Cardiovascular: Hypotension, tachycardia, and shock.
Gastrointestinal: Nausea, vomiting, diarrhea, and abdominal pain.
Management of Anaphylaxis
Epinephrine
Indication: First-line treatment for anaphylaxis.
Dosage: 0.3-0.5 mg intramuscularly (IM) in the mid-outer thigh. Repeat every 5-15 minutes if symptoms persist.
Supportive Care
Oxygen: Administer 100% oxygen via non-rebreather mask.
IV Fluids: Rapid infusion of isotonic crystalloids (e.g., normal saline) to maintain blood pressure.

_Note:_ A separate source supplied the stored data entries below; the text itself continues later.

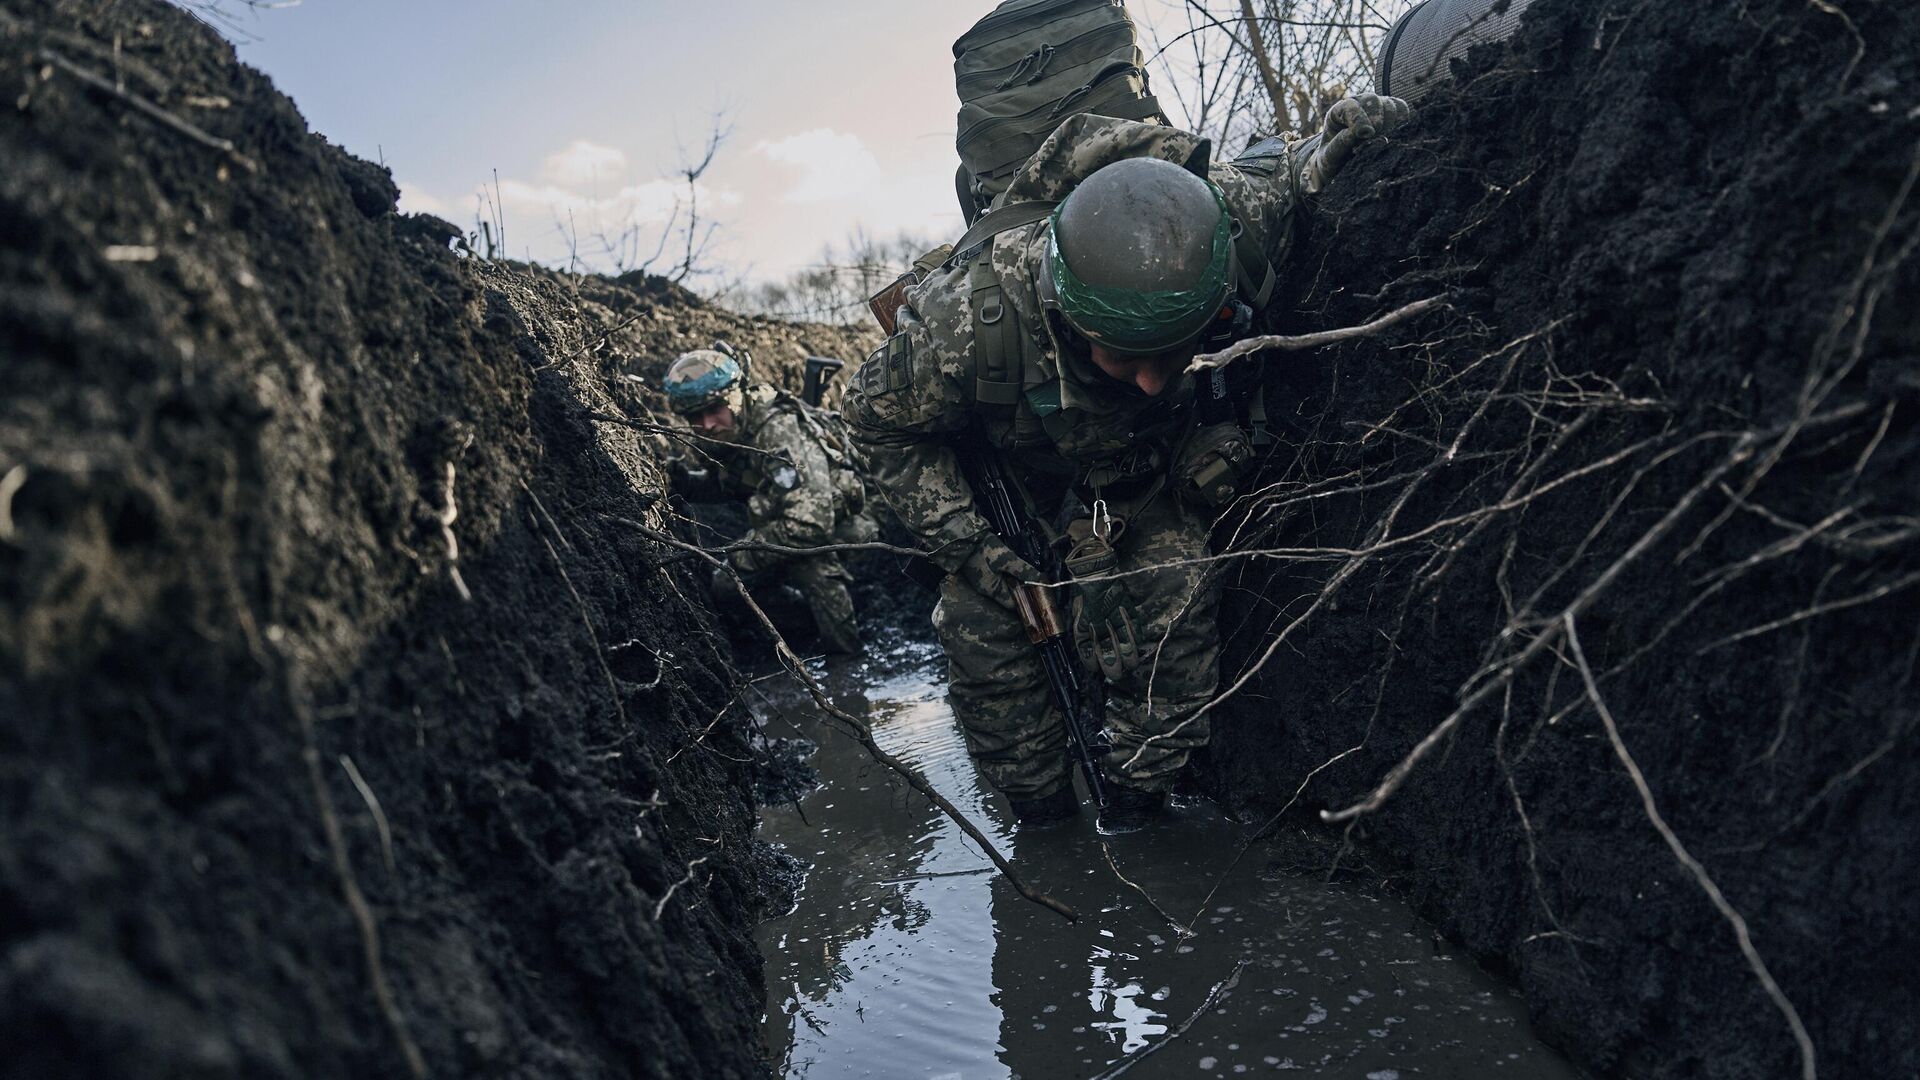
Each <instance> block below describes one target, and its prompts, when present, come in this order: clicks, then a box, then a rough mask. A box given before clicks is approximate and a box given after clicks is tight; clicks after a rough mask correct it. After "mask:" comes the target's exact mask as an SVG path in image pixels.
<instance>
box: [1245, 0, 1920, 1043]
mask: <svg viewBox="0 0 1920 1080" xmlns="http://www.w3.org/2000/svg"><path fill="white" fill-rule="evenodd" d="M1916 58H1920V29H1916V13H1914V10H1912V8H1910V6H1897V4H1837V6H1828V4H1799V2H1759V4H1755V2H1741V4H1734V2H1728V4H1718V2H1709V4H1682V6H1661V4H1576V2H1563V0H1542V2H1538V4H1534V6H1532V10H1530V13H1528V19H1526V23H1524V27H1523V31H1521V35H1519V37H1517V38H1513V42H1509V46H1505V48H1492V50H1480V52H1476V54H1475V56H1473V60H1471V61H1465V63H1461V67H1459V69H1457V77H1459V79H1457V88H1455V90H1452V92H1444V94H1438V96H1436V98H1432V100H1428V102H1427V104H1423V106H1421V108H1419V113H1417V117H1415V121H1413V125H1411V127H1409V129H1407V131H1404V133H1402V135H1398V136H1396V138H1392V142H1390V144H1384V146H1377V148H1369V150H1363V152H1361V154H1357V156H1356V160H1354V165H1352V167H1350V169H1348V171H1346V173H1344V175H1342V177H1340V179H1338V181H1336V184H1334V188H1332V190H1329V192H1327V196H1323V198H1319V200H1317V202H1315V206H1313V208H1311V209H1309V213H1308V219H1306V221H1304V223H1302V225H1304V231H1302V246H1300V250H1298V254H1296V259H1294V265H1292V275H1290V296H1288V298H1286V304H1288V309H1290V315H1288V329H1296V331H1306V329H1325V327H1340V325H1356V323H1361V321H1365V319H1367V317H1373V315H1377V313H1380V311H1386V309H1392V307H1396V306H1400V304H1405V302H1411V300H1417V298H1425V296H1442V294H1444V296H1448V298H1450V309H1448V311H1444V313H1434V315H1427V317H1421V319H1419V321H1415V323H1411V325H1407V327H1402V329H1396V331H1392V332H1388V334H1382V336H1377V338H1367V340H1359V342H1350V344H1344V346H1338V348H1329V350H1321V352H1317V354H1292V356H1283V357H1275V359H1273V361H1271V367H1269V375H1267V379H1269V394H1271V396H1269V402H1273V409H1275V413H1277V425H1279V430H1281V436H1283V444H1281V448H1277V452H1275V455H1273V457H1271V459H1269V461H1267V471H1265V477H1263V480H1265V484H1267V486H1265V488H1261V492H1260V494H1256V496H1252V498H1250V500H1248V502H1246V505H1244V507H1242V509H1244V515H1242V517H1240V519H1238V521H1236V523H1235V525H1233V527H1231V528H1229V530H1225V532H1223V542H1231V544H1235V546H1238V548H1240V550H1258V552H1265V553H1263V555H1252V557H1244V559H1238V561H1235V563H1229V567H1231V571H1229V577H1227V586H1229V590H1227V596H1229V603H1227V615H1225V619H1227V640H1229V657H1227V671H1229V675H1236V673H1250V675H1248V680H1246V684H1244V686H1242V688H1240V690H1238V694H1236V696H1235V698H1233V700H1231V701H1227V703H1225V705H1223V707H1221V711H1219V713H1217V715H1215V742H1213V749H1212V763H1210V771H1212V773H1210V774H1212V780H1213V782H1215V786H1217V788H1219V790H1221V792H1225V794H1227V796H1231V798H1235V799H1240V801H1244V803H1248V805H1250V807H1254V809H1261V811H1279V809H1281V807H1283V805H1286V803H1288V799H1292V798H1294V796H1296V792H1298V796H1300V803H1296V807H1294V809H1292V811H1290V813H1302V811H1317V809H1329V811H1340V809H1346V807H1352V805H1356V803H1361V801H1363V799H1367V796H1369V792H1373V790H1375V788H1377V786H1379V784H1380V782H1382V780H1384V778H1388V776H1390V773H1392V769H1394V767H1396V765H1398V763H1402V761H1404V759H1407V755H1413V753H1421V757H1419V761H1417V765H1413V769H1411V773H1407V776H1405V782H1404V784H1402V786H1398V788H1396V790H1394V792H1392V794H1390V796H1388V798H1386V799H1384V801H1382V803H1380V805H1379V809H1377V811H1375V813H1365V815H1359V817H1357V819H1348V821H1346V822H1342V828H1348V826H1350V828H1352V832H1350V836H1352V838H1354V840H1359V842H1361V844H1359V847H1357V849H1352V851H1348V857H1350V859H1354V857H1367V859H1373V861H1377V863H1380V867H1382V869H1384V871H1386V872H1388V874H1390V876H1392V878H1394V880H1398V882H1400V884H1402V886H1404V888H1407V890H1409V892H1411V894H1413V896H1415V897H1417V899H1419V901H1421V903H1423V905H1425V909H1427V911H1428V913H1430V915H1432V917H1434V919H1436V920H1438V922H1440V926H1442V928H1444V930H1446V932H1448V934H1450V936H1455V938H1457V940H1461V942H1465V944H1467V945H1469V947H1471V949H1473V951H1475V953H1478V955H1480V957H1484V959H1486V961H1490V963H1492V965H1496V967H1500V969H1505V970H1509V972H1513V974H1515V976H1517V978H1519V982H1521V986H1523V988H1524V992H1526V995H1528V999H1530V1001H1532V1007H1534V1013H1536V1017H1538V1020H1540V1024H1542V1026H1544V1030H1546V1032H1548V1034H1549V1038H1553V1040H1555V1042H1559V1043H1563V1045H1567V1047H1569V1049H1572V1053H1574V1055H1576V1057H1578V1059H1582V1061H1586V1063H1588V1065H1590V1067H1592V1068H1596V1072H1597V1074H1601V1076H1638V1078H1678V1076H1713V1078H1728V1080H1732V1078H1755V1076H1797V1074H1801V1051H1799V1045H1797V1042H1795V1038H1793V1032H1791V1022H1789V1020H1788V1017H1786V1013H1784V1011H1782V1009H1780V1007H1778V1003H1776V1001H1774V999H1770V995H1768V994H1766V990H1764V986H1763V978H1761V974H1759V972H1757V970H1755V967H1753V965H1751V963H1749V961H1747V959H1745V957H1743V953H1741V947H1740V944H1738V940H1736V930H1734V928H1732V924H1730V920H1728V917H1724V915H1722V913H1720V911H1718V909H1716V907H1715V903H1713V901H1711V899H1709V896H1707V892H1705V890H1703V886H1701V884H1699V882H1697V880H1695V876H1693V874H1690V872H1688V871H1686V869H1684V867H1682V863H1680V861H1678V859H1676V855H1674V853H1672V849H1670V847H1668V844H1667V842H1665V840H1663V836H1661V832H1659V830H1657V828H1655V824H1653V821H1651V817H1649V813H1647V809H1645V805H1644V799H1642V796H1640V792H1638V790H1636V786H1634V782H1632V780H1630V776H1628V769H1626V765H1624V761H1622V755H1620V751H1617V749H1615V740H1613V738H1611V736H1609V730H1607V723H1605V721H1603V717H1601V715H1599V711H1597V709H1596V705H1597V703H1605V709H1607V717H1611V721H1613V726H1615V730H1617V734H1619V742H1620V746H1622V748H1624V751H1626V753H1628V755H1630V757H1632V759H1634V763H1636V765H1638V769H1640V773H1642V774H1644V778H1645V786H1647V794H1649V796H1651V799H1653V803H1655V807H1657V811H1659V817H1661V819H1663V822H1665V824H1667V826H1668V828H1670V832H1672V836H1674V838H1676V840H1678V842H1680V844H1682V846H1684V847H1686V849H1688V853H1690V855H1692V857H1693V859H1697V861H1699V867H1701V871H1703V872H1705V874H1707V876H1709V878H1711V880H1713V882H1715V884H1716V888H1718V890H1720V892H1722V894H1724V899H1726V903H1728V905H1730V907H1732V909H1734V911H1738V913H1740V915H1741V917H1743V920H1745V926H1747V930H1751V944H1753V949H1755V953H1757V955H1759V959H1761V961H1763V963H1764V967H1766V970H1768V974H1770V978H1774V980H1778V988H1780V992H1782V994H1784V997H1786V999H1788V1001H1789V1003H1791V1005H1793V1007H1795V1011H1797V1015H1799V1019H1801V1020H1803V1022H1805V1028H1807V1032H1809V1036H1811V1042H1812V1045H1814V1047H1816V1053H1818V1067H1820V1074H1822V1076H1908V1074H1914V1072H1916V1070H1920V1057H1916V1055H1920V1049H1916V1042H1914V1038H1912V1017H1914V1015H1920V995H1916V988H1920V980H1916V976H1914V967H1912V957H1914V955H1916V945H1920V940H1916V930H1914V920H1912V919H1910V917H1912V911H1914V896H1916V894H1920V849H1916V840H1914V838H1916V830H1914V822H1916V809H1920V807H1916V801H1914V798H1916V796H1914V792H1920V738H1916V732H1914V726H1916V723H1920V692H1916V686H1914V659H1916V648H1920V636H1916V630H1920V626H1916V617H1914V596H1916V594H1920V592H1916V588H1920V577H1916V567H1920V546H1916V536H1920V534H1916V532H1914V519H1912V492H1916V490H1920V427H1916V419H1920V375H1916V373H1920V361H1916V356H1920V321H1916V317H1914V298H1916V296H1920V288H1916V284H1920V275H1916V263H1914V261H1912V252H1914V246H1916V244H1920V196H1916V192H1914V181H1916V177H1920V63H1916ZM1569 615H1571V617H1572V619H1571V625H1572V632H1569ZM1576 644H1578V650H1576V648H1574V646H1576ZM1269 650H1271V655H1269ZM1582 663H1584V665H1586V671H1588V673H1592V678H1594V688H1592V690H1590V688H1588V684H1586V678H1584V673H1582ZM1469 701H1473V705H1471V707H1463V703H1469ZM1428 736H1432V738H1430V740H1428ZM1423 740H1428V742H1427V744H1425V748H1423Z"/></svg>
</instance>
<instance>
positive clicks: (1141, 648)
mask: <svg viewBox="0 0 1920 1080" xmlns="http://www.w3.org/2000/svg"><path fill="white" fill-rule="evenodd" d="M1206 542H1208V519H1206V517H1204V515H1200V513H1194V511H1188V509H1187V507H1183V505H1181V503H1179V500H1175V498H1171V496H1162V498H1156V500H1152V502H1150V503H1148V505H1146V507H1144V509H1142V511H1140V513H1139V517H1135V521H1131V523H1127V528H1125V534H1123V536H1119V542H1117V544H1116V548H1117V555H1119V565H1117V569H1116V571H1114V573H1116V577H1114V578H1112V580H1116V582H1119V588H1121V590H1123V592H1125V596H1127V600H1129V607H1131V609H1133V611H1137V613H1139V623H1135V638H1137V646H1139V653H1140V655H1139V663H1135V665H1133V667H1131V669H1129V671H1125V673H1121V675H1119V676H1116V678H1110V680H1108V686H1106V690H1108V711H1106V732H1108V740H1110V744H1112V751H1110V753H1108V755H1106V757H1104V761H1102V771H1104V774H1106V776H1108V778H1110V780H1116V782H1121V784H1127V786H1133V788H1144V790H1150V792H1164V790H1167V788H1171V784H1173V776H1175V773H1179V771H1181V767H1183V765H1187V755H1188V753H1190V751H1192V749H1194V748H1200V746H1206V740H1208V724H1206V719H1204V717H1202V719H1198V721H1194V719H1192V715H1194V711H1196V709H1198V707H1200V705H1202V703H1204V701H1206V700H1208V698H1212V696H1213V688H1215V684H1217V680H1219V630H1217V625H1215V621H1217V609H1219V598H1217V586H1215V584H1213V582H1212V578H1210V577H1208V575H1206V563H1202V561H1200V559H1204V557H1206ZM933 628H935V630H937V632H939V638H941V648H943V650H945V651H947V676H948V684H947V686H948V688H947V694H948V701H952V707H954V715H956V717H960V726H962V730H964V732H966V742H968V751H970V753H972V755H973V761H975V763H977V765H979V769H981V773H985V774H987V780H989V782H991V784H993V786H995V788H998V790H1002V792H1006V794H1008V798H1016V799H1033V798H1043V796H1048V794H1052V792H1056V790H1058V788H1060V786H1062V784H1066V782H1068V776H1069V765H1071V759H1069V748H1068V736H1066V726H1064V721H1062V715H1060V709H1058V705H1056V703H1054V700H1052V694H1050V690H1048V682H1046V669H1044V665H1043V663H1041V655H1039V653H1037V651H1035V650H1033V646H1031V644H1029V642H1027V630H1025V626H1021V625H1020V617H1018V615H1014V613H1012V611H1010V609H1008V607H1006V605H1002V603H1000V601H996V600H995V598H989V596H983V594H981V592H979V590H977V588H973V586H972V584H968V582H966V580H962V578H960V577H958V575H952V577H948V578H947V580H945V582H941V601H939V607H935V609H933ZM1183 724H1185V726H1183ZM1142 748H1144V751H1142ZM1137 751H1140V753H1139V761H1133V757H1135V755H1137ZM1129 761H1133V763H1131V765H1129Z"/></svg>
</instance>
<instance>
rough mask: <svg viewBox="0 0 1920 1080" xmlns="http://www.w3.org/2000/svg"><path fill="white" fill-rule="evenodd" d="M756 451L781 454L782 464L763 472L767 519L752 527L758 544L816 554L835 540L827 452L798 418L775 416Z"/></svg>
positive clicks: (766, 470)
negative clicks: (756, 450)
mask: <svg viewBox="0 0 1920 1080" xmlns="http://www.w3.org/2000/svg"><path fill="white" fill-rule="evenodd" d="M758 448H760V450H766V452H772V454H781V455H783V457H785V463H781V465H776V467H774V469H766V475H768V480H766V490H762V492H756V494H760V496H764V498H766V507H768V513H766V519H764V521H755V523H753V532H755V538H756V540H764V542H768V544H785V546H789V548H814V546H820V544H828V542H831V540H833V473H831V469H833V467H831V463H829V461H828V454H826V450H824V448H822V446H820V442H818V440H816V438H814V436H812V432H808V430H806V429H804V427H803V425H801V421H799V417H795V415H791V413H778V415H774V417H770V419H768V421H766V427H764V429H762V436H760V440H758Z"/></svg>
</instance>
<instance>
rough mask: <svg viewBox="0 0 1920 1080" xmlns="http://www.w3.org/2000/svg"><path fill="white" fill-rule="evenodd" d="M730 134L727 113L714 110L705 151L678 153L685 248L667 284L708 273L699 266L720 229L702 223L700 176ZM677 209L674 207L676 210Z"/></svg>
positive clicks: (731, 122) (708, 132) (709, 167)
mask: <svg viewBox="0 0 1920 1080" xmlns="http://www.w3.org/2000/svg"><path fill="white" fill-rule="evenodd" d="M732 135H733V123H732V121H730V119H728V115H726V110H720V111H714V117H712V125H710V127H708V129H707V148H705V150H701V154H699V156H697V158H695V156H691V154H687V150H685V148H684V146H682V150H680V169H678V175H680V179H682V181H685V184H687V202H685V209H687V221H685V227H684V231H682V234H684V240H685V244H684V248H682V254H680V263H678V265H674V269H672V273H668V275H666V277H668V279H670V281H674V282H676V284H678V282H684V281H687V279H689V277H695V275H701V273H707V271H705V267H703V265H701V261H703V256H705V254H707V246H708V242H712V236H714V229H718V227H720V223H718V221H701V177H705V175H707V169H710V167H712V163H714V156H716V154H720V146H722V144H724V142H726V140H728V136H732ZM678 209H680V208H678V206H676V211H678Z"/></svg>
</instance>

Antihistamines and Corticosteroids: Continue administration as described above to manage ongoing allergic symptoms.
Conclusion
Drug allergies can present with a variety of skin rashes, most commonly urticaria and maculopapular rashes. Proper management involves the use of antihistamines and corticosteroids, tailored to whether the patient can take oral medications or is NPO. It is essential to assess for signs of anaphylaxis in all cases of drug allergies to ensure timely and appropriate intervention. Understanding the pathophysiology and treatment options for drug-induced rashes ensures effective patient care and improves outcomes. Always consult with a healthcare provider for tailored medical advice and treatment plans.